#47 – "Estou viva e escrevendo"
Vitamina de mamão. Alguns remédios no café da manhã. Tenho tido bastante tempo livre e às vezes uso para morrer, às vezes para estar viva. Flutuo. A psiquiatra diz a palavra: bipolaridade. E de repente tudo parece fazer muito sentido. Vários dias com dificuldade de sair da cama, vendo o mundo acabar; outros com uma eletricidade dourada correndo pelo corpo, uma vontade avassaladora de comer a vida com as mãos. Com frequência, me vejo eufórica, agitada, frenética, fazendo planos, trocando mensagens, acordando cedo, me movimentando, produzindo, querendo querendo querendo. E logo depois, como quem sem querer tropeça em um buraco no asfalto, caio. Dias seguidos sem fazer nada além de ficar no sofá ou na cama, o mesmo pijama surrado, cabelo sem lavar, maratonando filmes ou séries, dificuldade em responder mensagens, choros e choros, a inescapável sensação de que tudo dá em nada, de que tudo é nada, de que não é possível fugir do nada.
Entre subidas e descidas, caminho. Tenho feito o possível para desenhar. Há pouco tempo retomei a escrita do meu livro de contos. Fui ao aniversário de três ou quatro amigos nas últimas semanas. Adotei um gato no começo do ano. Emagreci 50 kg de 2023 para cá. Domingo completei um ano de namoro. Um ano, também, em que a não monogamia entrou na minha vida. Estou fazendo um curso de Design Gráfico. Assisto às aulas do doutorado em Literatura comparada. Saio de casa para pegar sol nos dias frios. Faço planos. Cogito caminhos. Ensaio, penso, mudo de ideia, me confundo, revejo, fico em dúvida, mas desejo. E isso talvez seja a coisa mais importante de todas.
Muito se moveu em mim desde setembro do ano passado, quando mandei a última edição da newsletter. Quis voltar para cá muitas vezes, rascunhei recomeços, mas, no fim das contas, sentia que não tinha nada a dizer. É mentira. Constantemente penso no que eu gostaria de estar escrevendo (ainda que não escreva). O problema é que escrever dói. A escrita cobra um preço, ela exige que você tenha disposição para encarar coisas horríveis, para encostar na pele enrugada e apodrecida das coisas horríveis. Nem sempre estamos dispostos. Acho que eu não estava. Agora, aos poucos, volto a estar.
Não sei quem eu ainda vou encontrar por aqui quando enviar esse e-mail. Imagino que o texto chegando na caixa de entrada depois de um ano de sumiço cause algumas possíveis reações de ué, quem é essa pessoa?. Mas também preciso comentar a minha felicidade em ver — ao longo de toda essa ausência — e-mails chegando praticamente todos os dias para me avisar que novas pessoas estavam assinando a newsletter. Ainda que ela estivesse abandonada, desatualizada, sempre tinha alguém novo chegando. O que alimentava a minha vontade de voltar. Aos que chegaram recentemente e aos que decidirem ficar: muito obrigada pela companhia e prometo (tentar) não sumir de novo.
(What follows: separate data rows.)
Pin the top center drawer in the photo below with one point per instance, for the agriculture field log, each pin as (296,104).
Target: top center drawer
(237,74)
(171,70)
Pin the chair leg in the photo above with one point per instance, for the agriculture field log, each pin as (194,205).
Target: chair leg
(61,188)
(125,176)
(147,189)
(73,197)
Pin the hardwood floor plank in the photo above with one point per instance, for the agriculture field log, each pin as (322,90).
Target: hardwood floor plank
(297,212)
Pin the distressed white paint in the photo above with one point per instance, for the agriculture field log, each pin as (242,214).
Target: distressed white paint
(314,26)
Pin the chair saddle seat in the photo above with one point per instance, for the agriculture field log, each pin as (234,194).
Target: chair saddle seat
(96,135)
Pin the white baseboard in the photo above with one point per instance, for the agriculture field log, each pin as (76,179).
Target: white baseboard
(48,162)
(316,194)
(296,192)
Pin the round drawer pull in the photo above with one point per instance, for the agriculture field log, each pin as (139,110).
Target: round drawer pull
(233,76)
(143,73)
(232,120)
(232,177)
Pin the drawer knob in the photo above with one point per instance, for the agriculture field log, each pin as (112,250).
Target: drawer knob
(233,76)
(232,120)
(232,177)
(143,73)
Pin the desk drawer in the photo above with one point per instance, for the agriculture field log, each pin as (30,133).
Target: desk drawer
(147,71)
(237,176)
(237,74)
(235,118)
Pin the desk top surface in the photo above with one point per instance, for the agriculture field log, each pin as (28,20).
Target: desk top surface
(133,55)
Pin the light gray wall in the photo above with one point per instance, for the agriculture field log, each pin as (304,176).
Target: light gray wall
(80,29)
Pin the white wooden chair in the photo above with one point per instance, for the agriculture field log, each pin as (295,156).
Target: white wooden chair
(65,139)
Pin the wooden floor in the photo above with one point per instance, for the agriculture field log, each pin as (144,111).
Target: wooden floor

Como disse a em uma edição recente da : “estou viva e escrevendo”. Acho que eu também.
Li, assisti, encontrei
✷ Tenho visto muitos filmes e às vezes deixo uns comentários aleatórios lá no Letterboxd. Os últimos que me empolgaram foram: Kinds of kindness, do Yorgos Lanthimos, que — apesar de muito longo pro meu gosto — me agradou pela estranheza e também pela forma como fala sobre diferentes formas de devoção; e Beetlejuice 2, é claro, porque eu nasci nos anos 90 e Lydia Deetz foi uma das minhas primeiras referências góticas. Confesso que torci a cara e pensei que essa seria mais uma daquelas continuações pavorosas, mas adorei. Leve, despretensioso, divertido, bom demais.
✷ Estamos todos vendo as mesmas coisas? Ótima reflexão da Babi sobre algo que me incomoda bastante nesses tempos de algoritmos e bolhas viciadas.
✷ “O brasileiro quer sempre reduzir a dureza do mundo através do diminutivo.” Achei muito bonita a percepção desse moço sobre a nossa forma de falar.
Bom te ler de volta!
Que grata surpresa, me identifiquei demais!!!